We're at a humor-evaluation meeting with a firm that produces supplies for social events. Its repertoire includes festive crackers.
The company's founder smiles, almost sheepishly at the gag. But the pun has been selected and will appear in future crackers.
"The success is gauged by the joke by the volume of moans and the loudness of the groans at the table," she says.
The key to a great holiday cracker pun is not the same as a good gag per se. It is entirely about the setting - in this case, the communal laughter of the holiday meal with elders, children and possibly friends.
"You want the gag to be something that unites the eight-year-old together with the 80-year-old," she states.
The Neuroscience Behind Communal Laughter
Gathering to experience shared amusement is not only ancient, experts argue, it is likely to be older than humanity.
"So when you are chuckling with others around the holiday dinner you are dropping into what's almost certainly a really ancient mammal play sound," says a neuroscience expert.
Communal laughter, she says, aids in make and maintain social bonds between people.
Scientists have found that a absence of these interactions can seriously harm mental and physical well-being.
"The people you converse with, and laugh with, it leads to increased levels of endorphin release," she adds.
Endorphins are the brain's "feel-good compounds" and are released both to alleviate stress and pain and in response to enjoyable activities, such as chuckling with friends over a particularly terrible festive cracker gag.
"It's not simply laughing at a foolish joke with a holiday cracker," she states. "You are actually doing a lot of the really vital task of building, preserving the connections you have with the people you love."
Which Happens In the Mind?
But what is truly happening within the mind when we hear a joke?
An awful lot happens in reaction to humour, it transpires.
Using brain scanning technology, a type of neural imager which shows which areas of the brain are more active, researchers have been able to map the areas that get more blood flow.
Testing involves scanning the minds of volunteer subjects and then subjecting them to a database of humorous phrases, accompanied by either a non-emotional sound, or pre-recorded chuckles.
"In the scanner we observed a really interesting activation pattern of neural activity," says the professor.
A gag stimulates not just the areas of the mind in charge of auditory processing and interpreting language, but also neural regions associated with both planning and initiating movement and those linked to sight and memory.
Combine all of this together, and people hearing a pun have a complex set of brain reactions that underpin the amusement we hear.
The Contagious Nature of Laughter
Scientists found that when a humorous word is paired with laughter there is a greater response in the brain than the identical phrase when accompanied by a neutral sound.
"This was in parts of the mind that you would use to contort your face into a smile or a chuckle," the professor says.
It means we are not just reacting to humorous jokes, they are reacting to the laughter that accompanies them.
Laughter, says the professor, can be contagious.
So what does this imply for the laughter found around a Christmas gathering?
"You laugh harder when you know people," she notes, "and laughter increases further when you are fond of them or care for them."
When it comes to Christmas cracker jokes, she says, the positive factor is more probable to be caused not by the joke in itself, but from the response to it.
"The laughter is key.

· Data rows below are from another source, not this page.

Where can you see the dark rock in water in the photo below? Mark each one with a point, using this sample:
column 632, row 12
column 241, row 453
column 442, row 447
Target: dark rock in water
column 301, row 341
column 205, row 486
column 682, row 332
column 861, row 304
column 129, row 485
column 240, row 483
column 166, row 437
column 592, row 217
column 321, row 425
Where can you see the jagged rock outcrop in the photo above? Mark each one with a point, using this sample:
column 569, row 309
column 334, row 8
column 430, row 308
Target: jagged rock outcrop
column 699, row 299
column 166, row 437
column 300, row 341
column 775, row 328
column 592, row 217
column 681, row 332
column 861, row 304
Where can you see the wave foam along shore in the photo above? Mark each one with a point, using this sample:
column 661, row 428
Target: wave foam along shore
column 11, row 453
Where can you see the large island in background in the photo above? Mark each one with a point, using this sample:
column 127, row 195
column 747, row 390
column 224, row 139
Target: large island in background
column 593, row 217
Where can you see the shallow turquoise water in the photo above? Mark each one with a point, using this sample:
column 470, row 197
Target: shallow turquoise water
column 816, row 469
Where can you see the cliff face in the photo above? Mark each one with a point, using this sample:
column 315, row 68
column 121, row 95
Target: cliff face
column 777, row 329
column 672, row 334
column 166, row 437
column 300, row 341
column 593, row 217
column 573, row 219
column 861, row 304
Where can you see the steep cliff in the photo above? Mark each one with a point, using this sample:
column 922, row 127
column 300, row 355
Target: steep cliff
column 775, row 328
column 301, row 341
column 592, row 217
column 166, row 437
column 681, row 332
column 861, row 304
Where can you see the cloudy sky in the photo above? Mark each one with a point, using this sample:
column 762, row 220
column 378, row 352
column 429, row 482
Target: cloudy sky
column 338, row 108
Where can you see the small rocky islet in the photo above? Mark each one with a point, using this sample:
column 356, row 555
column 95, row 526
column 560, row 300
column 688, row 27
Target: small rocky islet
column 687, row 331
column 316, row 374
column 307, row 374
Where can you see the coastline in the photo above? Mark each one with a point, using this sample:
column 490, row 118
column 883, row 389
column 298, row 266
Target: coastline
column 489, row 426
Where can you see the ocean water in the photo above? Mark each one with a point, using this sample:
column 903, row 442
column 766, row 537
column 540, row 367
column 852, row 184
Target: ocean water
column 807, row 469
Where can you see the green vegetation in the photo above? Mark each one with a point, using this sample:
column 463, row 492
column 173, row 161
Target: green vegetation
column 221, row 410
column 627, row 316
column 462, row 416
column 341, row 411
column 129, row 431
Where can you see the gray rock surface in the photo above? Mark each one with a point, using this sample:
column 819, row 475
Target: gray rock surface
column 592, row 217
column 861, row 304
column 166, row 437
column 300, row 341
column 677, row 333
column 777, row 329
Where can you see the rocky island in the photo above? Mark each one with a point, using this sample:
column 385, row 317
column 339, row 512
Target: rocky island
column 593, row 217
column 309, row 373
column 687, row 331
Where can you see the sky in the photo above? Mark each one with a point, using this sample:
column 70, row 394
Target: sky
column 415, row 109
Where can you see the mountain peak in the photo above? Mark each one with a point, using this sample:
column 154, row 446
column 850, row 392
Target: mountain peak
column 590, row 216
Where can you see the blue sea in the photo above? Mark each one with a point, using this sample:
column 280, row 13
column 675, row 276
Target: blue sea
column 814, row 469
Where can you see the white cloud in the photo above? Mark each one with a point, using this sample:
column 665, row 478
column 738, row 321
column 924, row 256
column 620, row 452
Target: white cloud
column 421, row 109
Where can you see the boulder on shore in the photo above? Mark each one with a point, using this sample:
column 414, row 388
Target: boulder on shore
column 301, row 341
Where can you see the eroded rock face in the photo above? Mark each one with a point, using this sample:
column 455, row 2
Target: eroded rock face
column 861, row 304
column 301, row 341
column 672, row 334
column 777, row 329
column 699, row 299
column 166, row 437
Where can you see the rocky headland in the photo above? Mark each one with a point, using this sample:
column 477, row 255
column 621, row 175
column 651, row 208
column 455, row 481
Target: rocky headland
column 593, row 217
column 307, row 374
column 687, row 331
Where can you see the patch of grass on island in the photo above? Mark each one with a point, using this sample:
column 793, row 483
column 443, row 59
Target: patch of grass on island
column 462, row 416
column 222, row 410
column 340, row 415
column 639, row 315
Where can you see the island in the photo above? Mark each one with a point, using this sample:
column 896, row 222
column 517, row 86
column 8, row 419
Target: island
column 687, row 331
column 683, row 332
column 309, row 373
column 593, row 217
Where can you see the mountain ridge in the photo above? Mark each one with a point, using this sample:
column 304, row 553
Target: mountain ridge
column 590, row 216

The joke is the dreadful holiday cracker joke, and it's just a pretext to chuckle together."
The Search for the Perfect Festive Pun
Will we ever discover the perfect gag?
Likely not, but that has not stopped experts from attempting to.
In 2001, a psychologist established a scientific search for the world's funniest gag.

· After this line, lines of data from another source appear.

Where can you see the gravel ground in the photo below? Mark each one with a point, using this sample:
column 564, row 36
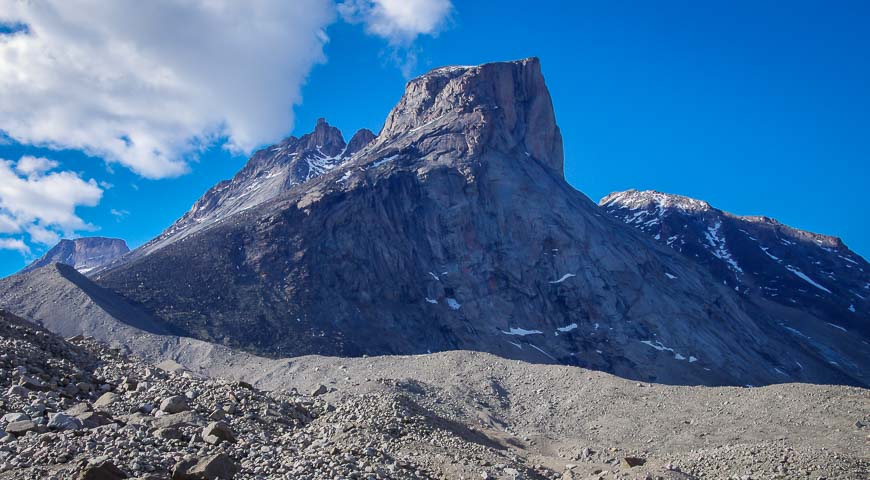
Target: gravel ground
column 81, row 409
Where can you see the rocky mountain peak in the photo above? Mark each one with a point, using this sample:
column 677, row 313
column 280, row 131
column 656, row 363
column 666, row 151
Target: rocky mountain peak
column 504, row 106
column 84, row 254
column 325, row 138
column 636, row 200
column 359, row 140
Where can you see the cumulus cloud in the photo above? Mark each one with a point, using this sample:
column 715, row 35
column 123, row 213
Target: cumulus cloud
column 14, row 244
column 399, row 22
column 148, row 84
column 34, row 165
column 43, row 203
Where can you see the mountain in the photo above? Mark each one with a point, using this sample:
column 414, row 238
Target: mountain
column 815, row 273
column 454, row 228
column 83, row 254
column 269, row 172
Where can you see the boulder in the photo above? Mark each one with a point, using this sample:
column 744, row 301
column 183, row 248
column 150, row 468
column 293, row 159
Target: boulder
column 220, row 466
column 18, row 390
column 106, row 400
column 102, row 471
column 629, row 462
column 174, row 404
column 62, row 421
column 32, row 383
column 93, row 420
column 78, row 409
column 217, row 432
column 169, row 433
column 15, row 417
column 21, row 427
column 178, row 419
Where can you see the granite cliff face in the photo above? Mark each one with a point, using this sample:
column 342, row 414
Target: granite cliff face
column 454, row 228
column 814, row 284
column 83, row 254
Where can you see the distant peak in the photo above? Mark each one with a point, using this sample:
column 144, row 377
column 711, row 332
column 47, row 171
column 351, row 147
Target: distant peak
column 359, row 140
column 84, row 254
column 503, row 106
column 634, row 199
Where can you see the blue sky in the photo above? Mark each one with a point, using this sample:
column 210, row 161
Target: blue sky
column 757, row 107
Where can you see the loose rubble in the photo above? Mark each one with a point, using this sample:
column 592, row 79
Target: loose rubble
column 80, row 409
column 99, row 414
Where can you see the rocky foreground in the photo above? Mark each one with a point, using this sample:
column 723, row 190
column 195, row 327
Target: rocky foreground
column 80, row 409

Over tens of thousands of gags later, with ratings provided by hundreds of thousands of people globally, he has a clearer idea than many as to what succeeds and what does not.

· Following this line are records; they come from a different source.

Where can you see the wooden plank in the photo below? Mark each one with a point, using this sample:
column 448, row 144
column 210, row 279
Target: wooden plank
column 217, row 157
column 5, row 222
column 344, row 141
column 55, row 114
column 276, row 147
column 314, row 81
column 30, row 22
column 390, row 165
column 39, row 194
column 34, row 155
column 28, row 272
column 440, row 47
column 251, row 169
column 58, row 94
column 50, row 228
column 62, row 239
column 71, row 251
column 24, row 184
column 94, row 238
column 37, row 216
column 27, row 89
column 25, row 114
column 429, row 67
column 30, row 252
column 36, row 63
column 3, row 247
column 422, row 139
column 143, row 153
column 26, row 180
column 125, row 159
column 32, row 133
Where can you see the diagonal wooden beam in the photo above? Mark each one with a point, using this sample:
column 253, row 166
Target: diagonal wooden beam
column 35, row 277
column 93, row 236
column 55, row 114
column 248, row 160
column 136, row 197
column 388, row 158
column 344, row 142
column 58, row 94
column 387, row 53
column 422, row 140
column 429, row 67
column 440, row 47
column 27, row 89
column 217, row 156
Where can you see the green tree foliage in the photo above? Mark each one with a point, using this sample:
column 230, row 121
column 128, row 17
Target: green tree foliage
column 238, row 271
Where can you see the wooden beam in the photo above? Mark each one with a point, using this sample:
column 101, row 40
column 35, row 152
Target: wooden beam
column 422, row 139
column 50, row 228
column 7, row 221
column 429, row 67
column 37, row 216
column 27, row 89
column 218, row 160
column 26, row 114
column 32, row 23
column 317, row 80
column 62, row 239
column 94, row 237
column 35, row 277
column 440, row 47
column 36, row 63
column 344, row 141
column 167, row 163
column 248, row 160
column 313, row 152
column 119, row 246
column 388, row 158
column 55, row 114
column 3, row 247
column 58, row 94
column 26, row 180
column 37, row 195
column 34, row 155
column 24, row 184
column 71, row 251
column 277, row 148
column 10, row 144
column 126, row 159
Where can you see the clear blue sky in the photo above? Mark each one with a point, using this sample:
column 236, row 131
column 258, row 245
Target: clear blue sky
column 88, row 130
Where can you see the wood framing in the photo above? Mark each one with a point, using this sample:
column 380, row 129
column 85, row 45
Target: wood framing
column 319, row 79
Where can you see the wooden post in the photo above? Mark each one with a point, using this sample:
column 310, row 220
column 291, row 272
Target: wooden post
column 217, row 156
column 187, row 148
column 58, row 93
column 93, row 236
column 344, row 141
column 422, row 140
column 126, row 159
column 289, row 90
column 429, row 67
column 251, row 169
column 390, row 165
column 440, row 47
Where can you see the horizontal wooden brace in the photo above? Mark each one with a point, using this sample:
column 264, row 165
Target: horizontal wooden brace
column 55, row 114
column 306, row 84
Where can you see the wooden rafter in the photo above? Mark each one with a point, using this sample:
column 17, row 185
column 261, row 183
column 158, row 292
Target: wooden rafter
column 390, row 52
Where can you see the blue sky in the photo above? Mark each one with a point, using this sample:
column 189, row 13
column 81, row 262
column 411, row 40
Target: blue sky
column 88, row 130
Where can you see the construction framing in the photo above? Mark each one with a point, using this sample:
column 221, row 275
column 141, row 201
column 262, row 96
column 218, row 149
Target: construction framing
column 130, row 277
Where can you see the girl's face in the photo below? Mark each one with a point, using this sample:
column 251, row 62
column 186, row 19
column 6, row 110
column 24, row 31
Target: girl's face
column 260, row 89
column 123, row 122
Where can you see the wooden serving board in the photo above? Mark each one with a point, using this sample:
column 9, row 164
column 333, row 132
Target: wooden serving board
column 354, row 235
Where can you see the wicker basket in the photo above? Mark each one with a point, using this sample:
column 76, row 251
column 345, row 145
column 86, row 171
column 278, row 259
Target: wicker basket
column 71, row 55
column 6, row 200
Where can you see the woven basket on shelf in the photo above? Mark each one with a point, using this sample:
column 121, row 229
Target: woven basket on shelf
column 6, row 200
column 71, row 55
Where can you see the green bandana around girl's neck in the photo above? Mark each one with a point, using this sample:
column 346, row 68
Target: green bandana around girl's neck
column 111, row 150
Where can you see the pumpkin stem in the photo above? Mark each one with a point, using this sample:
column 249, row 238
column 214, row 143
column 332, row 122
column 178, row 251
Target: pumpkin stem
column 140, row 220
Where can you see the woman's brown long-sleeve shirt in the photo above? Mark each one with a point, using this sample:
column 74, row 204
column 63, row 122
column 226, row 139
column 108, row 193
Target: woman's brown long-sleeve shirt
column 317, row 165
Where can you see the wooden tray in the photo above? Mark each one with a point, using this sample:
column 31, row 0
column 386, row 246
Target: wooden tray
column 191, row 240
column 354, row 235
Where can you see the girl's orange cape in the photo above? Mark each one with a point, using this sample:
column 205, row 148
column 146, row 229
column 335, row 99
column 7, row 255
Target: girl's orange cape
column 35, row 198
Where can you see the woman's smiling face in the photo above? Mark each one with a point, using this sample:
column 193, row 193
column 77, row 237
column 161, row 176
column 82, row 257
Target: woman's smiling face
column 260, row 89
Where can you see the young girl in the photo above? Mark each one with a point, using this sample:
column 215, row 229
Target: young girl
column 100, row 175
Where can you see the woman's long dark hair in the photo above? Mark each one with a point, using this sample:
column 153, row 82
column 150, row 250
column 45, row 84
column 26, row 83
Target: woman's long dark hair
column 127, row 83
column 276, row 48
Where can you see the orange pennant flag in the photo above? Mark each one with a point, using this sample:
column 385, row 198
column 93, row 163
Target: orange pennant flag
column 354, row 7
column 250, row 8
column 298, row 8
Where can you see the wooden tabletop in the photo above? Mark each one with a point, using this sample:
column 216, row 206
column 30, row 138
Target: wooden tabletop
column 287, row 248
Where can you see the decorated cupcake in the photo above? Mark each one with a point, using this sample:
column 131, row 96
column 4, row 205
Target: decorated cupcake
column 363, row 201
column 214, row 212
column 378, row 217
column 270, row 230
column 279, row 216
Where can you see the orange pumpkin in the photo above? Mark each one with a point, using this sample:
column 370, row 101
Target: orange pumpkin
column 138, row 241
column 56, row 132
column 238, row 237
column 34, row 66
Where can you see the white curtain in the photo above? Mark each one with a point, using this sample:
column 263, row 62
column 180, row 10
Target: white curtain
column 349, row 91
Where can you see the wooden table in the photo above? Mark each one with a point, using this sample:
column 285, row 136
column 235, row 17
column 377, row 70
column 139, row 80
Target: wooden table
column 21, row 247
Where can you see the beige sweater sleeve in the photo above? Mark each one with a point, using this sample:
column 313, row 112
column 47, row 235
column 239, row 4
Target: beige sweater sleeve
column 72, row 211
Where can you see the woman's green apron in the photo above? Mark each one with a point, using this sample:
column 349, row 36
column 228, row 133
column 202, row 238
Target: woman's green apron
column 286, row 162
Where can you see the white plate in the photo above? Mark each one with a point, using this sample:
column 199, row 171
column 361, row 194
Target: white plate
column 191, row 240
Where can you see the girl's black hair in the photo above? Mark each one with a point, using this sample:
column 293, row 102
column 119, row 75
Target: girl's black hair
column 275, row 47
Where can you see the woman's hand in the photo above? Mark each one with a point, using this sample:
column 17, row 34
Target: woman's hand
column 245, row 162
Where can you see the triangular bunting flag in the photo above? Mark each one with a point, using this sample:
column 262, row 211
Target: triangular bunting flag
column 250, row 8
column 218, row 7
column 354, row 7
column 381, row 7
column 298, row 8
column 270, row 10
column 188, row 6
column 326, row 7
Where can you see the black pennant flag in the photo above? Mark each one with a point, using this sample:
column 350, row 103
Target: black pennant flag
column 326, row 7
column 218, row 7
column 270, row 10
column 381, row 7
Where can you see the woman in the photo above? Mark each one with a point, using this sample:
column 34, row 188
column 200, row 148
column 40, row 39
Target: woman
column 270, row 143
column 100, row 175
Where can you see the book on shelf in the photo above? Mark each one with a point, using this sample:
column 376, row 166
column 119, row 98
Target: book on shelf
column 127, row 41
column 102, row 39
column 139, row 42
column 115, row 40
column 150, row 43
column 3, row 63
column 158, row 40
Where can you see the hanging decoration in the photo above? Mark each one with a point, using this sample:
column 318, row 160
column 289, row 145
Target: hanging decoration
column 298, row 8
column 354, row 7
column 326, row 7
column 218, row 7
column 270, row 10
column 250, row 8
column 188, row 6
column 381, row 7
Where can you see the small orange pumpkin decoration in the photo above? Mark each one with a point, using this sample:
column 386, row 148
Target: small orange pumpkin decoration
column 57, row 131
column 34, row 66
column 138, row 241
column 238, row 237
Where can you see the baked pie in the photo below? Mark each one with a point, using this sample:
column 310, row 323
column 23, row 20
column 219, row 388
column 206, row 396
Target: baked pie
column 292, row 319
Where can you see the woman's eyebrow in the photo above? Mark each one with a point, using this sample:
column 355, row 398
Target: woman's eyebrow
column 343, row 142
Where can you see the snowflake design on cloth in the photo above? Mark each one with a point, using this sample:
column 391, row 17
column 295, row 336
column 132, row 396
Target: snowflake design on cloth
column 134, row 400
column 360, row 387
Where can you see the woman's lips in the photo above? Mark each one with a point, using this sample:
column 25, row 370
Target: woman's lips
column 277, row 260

The perfect festive cracker pun needs to be brief, he says.
"But they also need to be poor jokes, puns that make us groan," he continues.
The increasingly "terrible" the joke, he states the more effective.
"The reason is that if nobody finds it funny – it's the joke's shortcoming, not your own.
"The fascinating part about the Christmas cracker puns is that none of us considers them funny.
"That's a common moment around the gathering and I think it's lovely."